Jay intervened again to stop the loud swearing. But before he could finish his request, a fist slammed into the right side of his face from behind and knocked him to the ground. He sued his employer and TSSCA for the occupational and domestic consequences of his injuries. Jay’s case was that the crew should have been alert to the risk – in that they ought to have seen the high alcohol consumption ashore or the actual confrontations he had with the drinkers – and should have intervened to de-escalate the situation to avoid the assault.
Alternatively, it should have engaged specialist “crowd controllers” or other security personnel to prevent such an episode. Against these contentions, Justice David Jackson ruled there was no failure to exercise reasonable care on the part of TSSCA.
“In my view, failure to act in the relatively short interval that elapsed between when the assailant’s group entered the lower deck or were swearing at the bar and when the assault occurred was not a failure to take reasonable care for passengers’ safety, judged without the benefit of hindsight. On the contrary, the assault was sudden, unexpected, unprovoked, instantaneous and unpredictable”.

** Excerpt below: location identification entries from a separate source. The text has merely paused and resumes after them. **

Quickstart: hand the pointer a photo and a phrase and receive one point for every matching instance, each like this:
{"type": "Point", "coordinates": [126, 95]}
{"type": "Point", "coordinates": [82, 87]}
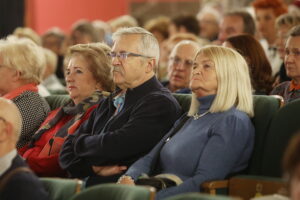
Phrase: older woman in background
{"type": "Point", "coordinates": [88, 80]}
{"type": "Point", "coordinates": [21, 64]}
{"type": "Point", "coordinates": [290, 90]}
{"type": "Point", "coordinates": [259, 66]}
{"type": "Point", "coordinates": [216, 138]}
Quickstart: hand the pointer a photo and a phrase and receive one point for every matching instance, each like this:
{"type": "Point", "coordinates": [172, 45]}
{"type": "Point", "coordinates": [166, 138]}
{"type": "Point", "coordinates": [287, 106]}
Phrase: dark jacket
{"type": "Point", "coordinates": [148, 113]}
{"type": "Point", "coordinates": [23, 185]}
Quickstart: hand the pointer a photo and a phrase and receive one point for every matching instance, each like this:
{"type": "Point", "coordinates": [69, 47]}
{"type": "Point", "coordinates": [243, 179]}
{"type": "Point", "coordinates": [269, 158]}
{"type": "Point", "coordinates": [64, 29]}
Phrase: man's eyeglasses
{"type": "Point", "coordinates": [177, 61]}
{"type": "Point", "coordinates": [125, 55]}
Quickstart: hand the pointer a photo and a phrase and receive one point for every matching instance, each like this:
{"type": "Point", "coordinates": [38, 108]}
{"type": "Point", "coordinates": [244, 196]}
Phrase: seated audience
{"type": "Point", "coordinates": [17, 182]}
{"type": "Point", "coordinates": [216, 138]}
{"type": "Point", "coordinates": [258, 63]}
{"type": "Point", "coordinates": [21, 64]}
{"type": "Point", "coordinates": [131, 121]}
{"type": "Point", "coordinates": [290, 90]}
{"type": "Point", "coordinates": [266, 12]}
{"type": "Point", "coordinates": [88, 77]}
{"type": "Point", "coordinates": [283, 24]}
{"type": "Point", "coordinates": [180, 66]}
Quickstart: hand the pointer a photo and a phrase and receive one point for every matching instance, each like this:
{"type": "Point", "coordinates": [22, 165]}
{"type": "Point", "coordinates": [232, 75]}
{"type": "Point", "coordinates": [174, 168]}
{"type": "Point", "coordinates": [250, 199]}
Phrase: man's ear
{"type": "Point", "coordinates": [6, 131]}
{"type": "Point", "coordinates": [151, 65]}
{"type": "Point", "coordinates": [16, 75]}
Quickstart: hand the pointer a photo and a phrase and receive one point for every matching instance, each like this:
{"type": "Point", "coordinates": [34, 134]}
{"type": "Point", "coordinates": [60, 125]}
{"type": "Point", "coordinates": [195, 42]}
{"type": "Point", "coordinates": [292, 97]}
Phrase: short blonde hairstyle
{"type": "Point", "coordinates": [234, 85]}
{"type": "Point", "coordinates": [96, 54]}
{"type": "Point", "coordinates": [24, 56]}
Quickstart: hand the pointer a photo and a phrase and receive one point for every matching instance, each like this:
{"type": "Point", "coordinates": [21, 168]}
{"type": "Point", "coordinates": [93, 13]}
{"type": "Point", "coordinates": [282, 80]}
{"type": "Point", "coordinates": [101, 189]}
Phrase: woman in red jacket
{"type": "Point", "coordinates": [88, 80]}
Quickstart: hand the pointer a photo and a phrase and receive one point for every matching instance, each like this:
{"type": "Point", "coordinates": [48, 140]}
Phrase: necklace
{"type": "Point", "coordinates": [197, 116]}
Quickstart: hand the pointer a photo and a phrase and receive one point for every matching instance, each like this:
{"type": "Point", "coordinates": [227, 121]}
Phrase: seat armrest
{"type": "Point", "coordinates": [212, 186]}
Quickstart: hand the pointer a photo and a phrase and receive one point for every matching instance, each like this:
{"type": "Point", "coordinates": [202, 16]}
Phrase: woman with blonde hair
{"type": "Point", "coordinates": [21, 66]}
{"type": "Point", "coordinates": [216, 137]}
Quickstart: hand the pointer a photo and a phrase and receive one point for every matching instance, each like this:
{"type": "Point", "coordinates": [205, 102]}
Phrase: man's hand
{"type": "Point", "coordinates": [127, 180]}
{"type": "Point", "coordinates": [108, 170]}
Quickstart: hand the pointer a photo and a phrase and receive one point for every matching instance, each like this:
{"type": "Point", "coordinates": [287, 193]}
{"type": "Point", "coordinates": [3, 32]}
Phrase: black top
{"type": "Point", "coordinates": [148, 113]}
{"type": "Point", "coordinates": [23, 185]}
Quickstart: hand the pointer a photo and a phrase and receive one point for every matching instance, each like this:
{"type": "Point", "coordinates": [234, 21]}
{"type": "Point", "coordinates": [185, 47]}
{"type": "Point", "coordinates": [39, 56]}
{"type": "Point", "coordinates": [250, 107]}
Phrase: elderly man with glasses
{"type": "Point", "coordinates": [16, 180]}
{"type": "Point", "coordinates": [128, 123]}
{"type": "Point", "coordinates": [180, 66]}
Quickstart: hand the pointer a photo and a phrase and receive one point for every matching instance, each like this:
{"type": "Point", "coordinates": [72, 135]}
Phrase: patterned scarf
{"type": "Point", "coordinates": [78, 111]}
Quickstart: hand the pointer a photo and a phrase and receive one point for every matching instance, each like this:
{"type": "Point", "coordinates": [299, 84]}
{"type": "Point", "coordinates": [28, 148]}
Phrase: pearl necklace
{"type": "Point", "coordinates": [197, 116]}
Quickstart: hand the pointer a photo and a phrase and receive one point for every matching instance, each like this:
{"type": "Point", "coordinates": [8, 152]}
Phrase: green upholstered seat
{"type": "Point", "coordinates": [61, 189]}
{"type": "Point", "coordinates": [284, 125]}
{"type": "Point", "coordinates": [198, 196]}
{"type": "Point", "coordinates": [115, 192]}
{"type": "Point", "coordinates": [56, 101]}
{"type": "Point", "coordinates": [265, 107]}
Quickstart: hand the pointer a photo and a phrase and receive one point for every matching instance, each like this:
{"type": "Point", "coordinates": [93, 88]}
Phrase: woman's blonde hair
{"type": "Point", "coordinates": [234, 85]}
{"type": "Point", "coordinates": [23, 55]}
{"type": "Point", "coordinates": [96, 54]}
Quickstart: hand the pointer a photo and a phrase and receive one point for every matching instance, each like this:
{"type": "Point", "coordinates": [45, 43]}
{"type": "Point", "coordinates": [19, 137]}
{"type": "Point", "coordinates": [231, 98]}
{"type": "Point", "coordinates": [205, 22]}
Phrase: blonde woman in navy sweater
{"type": "Point", "coordinates": [217, 138]}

Because the last of the passengers were still boarding the vessel, the crew member was still engaged in assisting and counting in the passengers. The time interval was too short to warrant him to divert from that task and his immediate attention elsewhere.
But Jay had also argued the alcohol consumption of his assailant, or the group to which he belonged, was relevant to determine the “responsible service” duties, that the operators ought to have observed for the benefit of patrons.
One of the CWS party nursing a child for most of the stopover testified of a “loud and boisterous group which included a couple of ladies” went “straight to the bar” and were “drinking cocktails, shots and spirits” for the whole three hour period.
On the other hand, the bar manager couldn’t recall anyone drinking to excess.
The bar drinking evidence so ruled the court, lacked sufficient specifics – as to quantities consumed or behaviour apparent – to warrant a finding that the boat crew ought to have assumed some alarm.
Thus Jay failed to establish any grounds for his compensation claim against the vessel operators. Likewise, he also failed in his claim against his employer because such an injury was not foreseeable.
He was ordered to pay the legal costs of both successful defendants.